Sur le plan littéraire, Drieu est tout aussi lucide, si ce n’est plus. Emmanuel Berl, Julien Benda, Porto-Riche, Bernstein, tous ces ex-écrivains célèbres qui faisaient chier Drieu, ils n’intéressent plus personne en dehors de quelques maniaques bibliomanes désormais.
Et pourtant, Dieu sait qu’on réédite tout et n’importe quoi aujourd’hui ! Rien ne serait plus facile que de payer un critique du “Monde”, de “Match”, du “Figaro” ou de “France 2” pour dire tout le bien qu’il pense de Porto-Riche et pousser le quidam à l'acheter…
Lira-t-on encore Modiano ou Weyergans dans trente ans, dans vingt ans ? Houellebecq restera sans doute, mais plutôt en raison de son anticonformisme que de sa prose (Aussi, quelle erreur de se fondre dans le moule en faisant du cinéma produit par Lagardère.)
Préjugé favorable, tout de même, de Drieu en faveur de Nitche. Nul n’est parfait. Un préjugé partagé d’ailleurs par t’Sterstevens. Préjugé d’une époque. Et puis Drieu n’est pas un catholique conventionnel. Le superhomme, Zaratoustra, toute cette bimbeloterie… le goût pour les arts premiers n’est pas très catholique. Pour un catholique, les schémas marxistes de Simone Weil sont beaucoup plus raisonnables que la trahison par un Allemand francophile des grands moralistes français. Pourtant, Drieu le sait, le dit et le répète : les Allemands font de bons soldats, mais en politique ils sont nuls.
Quant à Marx, beaucoup plus anglais qu’allemand, Drieu l’ignore presque complètement ; il est occulté par le communisme.
Apparemment sur un point Drieu s’est trompé. À la fin, estime-t-il, les Russes l’emporteront sur les Anglo-Saxons, pourris jusqu’à la moelle par le capitalisme.
Dès le milieu du XVIIIe siècle, Grimm, le La Boétie de Diderot, aussi antipathique et visionnaire que Diderot est sympathique et aveugle, Grimm prévoyait que l’empire russe jouerait un rôle de premier plan à l’avenir, ce qui était loin d’être évident.

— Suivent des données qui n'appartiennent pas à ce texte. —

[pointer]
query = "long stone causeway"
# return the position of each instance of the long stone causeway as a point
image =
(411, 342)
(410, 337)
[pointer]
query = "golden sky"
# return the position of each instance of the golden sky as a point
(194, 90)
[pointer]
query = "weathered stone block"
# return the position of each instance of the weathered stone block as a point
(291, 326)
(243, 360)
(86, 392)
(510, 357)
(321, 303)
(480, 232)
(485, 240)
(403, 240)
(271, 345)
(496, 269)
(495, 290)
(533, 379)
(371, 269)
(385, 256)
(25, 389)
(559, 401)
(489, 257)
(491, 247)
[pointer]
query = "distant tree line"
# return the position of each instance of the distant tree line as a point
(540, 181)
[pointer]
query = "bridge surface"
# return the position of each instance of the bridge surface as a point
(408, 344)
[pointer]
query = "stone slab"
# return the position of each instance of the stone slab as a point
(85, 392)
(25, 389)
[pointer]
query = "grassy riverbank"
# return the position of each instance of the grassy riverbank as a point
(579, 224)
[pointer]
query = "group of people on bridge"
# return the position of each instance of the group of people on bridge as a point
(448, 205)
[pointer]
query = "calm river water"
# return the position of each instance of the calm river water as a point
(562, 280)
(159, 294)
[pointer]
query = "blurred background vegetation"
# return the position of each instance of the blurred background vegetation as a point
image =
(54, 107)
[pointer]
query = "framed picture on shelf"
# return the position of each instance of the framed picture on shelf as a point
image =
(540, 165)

Mais la dislocation récente de l’empire soviétique semble donner tort à Drieu. À moins qu’il faille attendre encore un peu ? Une chose est sûre, outre la haine du catholicisme et le mépris des Yankis, bref de tout ce qui n'est pas russe - un signe de santé psychologique -, les Russes ont ce que les "musulmans" n’ont pas et qui les condamne à demeurer sous la domination occidentale : l’unité, l’argent, les armes, et toutes les ressources énergétiques nécessaires.
À tout prendre, Drieu aimerait mieux tomber sous le joug des Russes plutôt que sous celui des Yankis. Moi aussi : entre les gonzesses yankies et les gonzesses russes, il n’y a pas photo.
Commentaires
Toute votre note est bien trop savante et littéraire pour moi. Mais concernant votre dernière phrase, celui qui prétend le contraire, qu'il soit anathème.

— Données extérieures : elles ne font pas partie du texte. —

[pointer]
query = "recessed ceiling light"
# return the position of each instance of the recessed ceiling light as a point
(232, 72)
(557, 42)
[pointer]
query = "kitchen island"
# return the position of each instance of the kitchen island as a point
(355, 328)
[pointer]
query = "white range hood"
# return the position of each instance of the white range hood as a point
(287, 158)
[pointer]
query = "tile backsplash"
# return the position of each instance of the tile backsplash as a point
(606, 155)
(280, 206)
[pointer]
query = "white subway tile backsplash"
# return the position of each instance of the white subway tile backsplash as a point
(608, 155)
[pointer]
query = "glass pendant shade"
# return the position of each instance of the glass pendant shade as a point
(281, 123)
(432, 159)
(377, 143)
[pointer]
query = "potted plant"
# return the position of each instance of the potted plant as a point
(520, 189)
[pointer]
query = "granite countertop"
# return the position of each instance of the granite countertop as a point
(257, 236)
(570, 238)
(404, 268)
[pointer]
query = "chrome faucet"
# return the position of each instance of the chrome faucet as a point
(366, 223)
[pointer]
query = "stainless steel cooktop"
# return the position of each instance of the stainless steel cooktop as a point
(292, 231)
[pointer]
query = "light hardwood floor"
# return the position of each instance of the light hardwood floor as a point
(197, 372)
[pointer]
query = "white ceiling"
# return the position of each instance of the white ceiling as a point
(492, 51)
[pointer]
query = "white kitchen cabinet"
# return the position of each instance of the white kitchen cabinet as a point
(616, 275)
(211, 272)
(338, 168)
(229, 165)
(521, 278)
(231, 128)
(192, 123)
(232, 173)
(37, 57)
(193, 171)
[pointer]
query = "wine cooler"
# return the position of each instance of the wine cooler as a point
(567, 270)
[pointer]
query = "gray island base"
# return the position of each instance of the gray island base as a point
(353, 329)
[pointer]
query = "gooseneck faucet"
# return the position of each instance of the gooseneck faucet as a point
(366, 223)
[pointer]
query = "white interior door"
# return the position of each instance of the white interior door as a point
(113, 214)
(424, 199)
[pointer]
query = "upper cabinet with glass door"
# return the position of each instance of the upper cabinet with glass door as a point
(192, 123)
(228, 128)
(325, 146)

"Quien no ha visto las moscvoitas, no ha visto maravilla". Il m'est d'ailleurs fort pénible de penser que d'aussi jolies créatures soient passés presque directement du joug du servage au joug communiste. Elles en ont perdu (à jamais ?) le sourire.

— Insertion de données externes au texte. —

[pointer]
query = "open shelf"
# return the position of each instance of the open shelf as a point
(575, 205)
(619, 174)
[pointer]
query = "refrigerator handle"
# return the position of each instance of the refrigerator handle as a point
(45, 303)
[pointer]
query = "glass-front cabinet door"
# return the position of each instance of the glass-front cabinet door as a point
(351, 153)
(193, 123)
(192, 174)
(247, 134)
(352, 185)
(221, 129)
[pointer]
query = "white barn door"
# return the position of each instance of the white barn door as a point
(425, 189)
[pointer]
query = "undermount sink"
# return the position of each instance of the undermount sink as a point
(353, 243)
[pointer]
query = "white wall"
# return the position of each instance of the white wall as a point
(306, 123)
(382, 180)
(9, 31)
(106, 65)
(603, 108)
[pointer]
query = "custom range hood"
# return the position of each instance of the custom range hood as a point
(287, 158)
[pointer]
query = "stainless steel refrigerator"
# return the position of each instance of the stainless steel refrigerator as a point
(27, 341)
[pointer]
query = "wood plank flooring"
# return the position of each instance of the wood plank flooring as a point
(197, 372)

Pour rebondir sur ces dames et une de vos notes précédentes, je crains que la visite de leurs charmantes églises vous décoive beaucoup. Mesdames ont beau avoir toutes la tête couverte, leur tenue ne facilitera pas votre receuillement, loin de là.
La beauté a-t-elle besoin de sourire ?
Elle n'en a peut-être pas "besoin", mais elle en a bien le devoir, oui, c'est évident : par pure humilité, pour se rabaisser, afin de faire croire à la personne en face qu'elle est tout aussi belle.
La beauté sans l'humilité, c'est effrayant, presque satanique en fin de compte.
Vous êtes sévère avec ce pauvre Berl. Il vaut mieux que Porto-Riche, tout de même ... Si seulement aujourd'hui nos intellectuels étaient tous comme Berl : sachant écrire et le faisant sans parti pris !
J'ai déjà du mal à finir la bio de waugh........alors......
La bio. en français ? Je vous avais prévenue, je ne suis pas très objectif s'agissant des biographies, c'est mon genre préféré ; j'échangerais sans hésiter tout Proust contre une bonne bio.